Cheers for the shoutout /u/jelvinjs7, thoughi 'd suggest a slight rewording of your first sentence, unless I'm misunderstanding the intended meaning.
It's not that languages change at different rates but those rates are internally consistent per language. It's that language, in general, changes at different rates, even for a single language through its restricted history. So it's not like Chinese changes at one rate and English at another, but that Chinese throughout a period of time doesn't change at a steady rate nor do all aspects of the language (phonology, lexicon, syntax) change at the same rate at the same time either.
So the real issue u/tjmaxal is that we can answer your question for a given language based on historical records and historical reconstructions, but we can't just apply a single formula to a given language and get consistent answers.

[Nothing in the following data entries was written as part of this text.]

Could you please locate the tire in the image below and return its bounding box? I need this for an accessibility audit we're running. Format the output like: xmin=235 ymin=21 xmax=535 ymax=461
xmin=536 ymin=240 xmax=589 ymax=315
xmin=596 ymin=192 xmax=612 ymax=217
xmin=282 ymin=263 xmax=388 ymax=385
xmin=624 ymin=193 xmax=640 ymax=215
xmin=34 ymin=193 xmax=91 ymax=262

To really answer, we'd need to know what your native language is, and we'd need to have some sense of what the history of that language has been for a period of time within which we'd send you back. This is fine with languages with well documented histories like English or Burmese, but not as easy (or even possible at all) if your native language is Pirahã.
Basically, the better documented the language is in historical records, and the more closely related language varieties there are alive today, the better we can answer the question, but that answer will be completely unique to that language.
If you feel like sharing your native language and assuming it's not English or Mandarin (addressed by /u/jelvinjs7 already), we can take a stab at the answer.
Well that depends partially on what your native language is, since languages change at different rates. The FAQ has a whole section about language’s role and application in history, including bits and pieces about how languages changed and developed. I can only find two languages for the “how far back could I still communicate” type of question, though: English and Mandarin.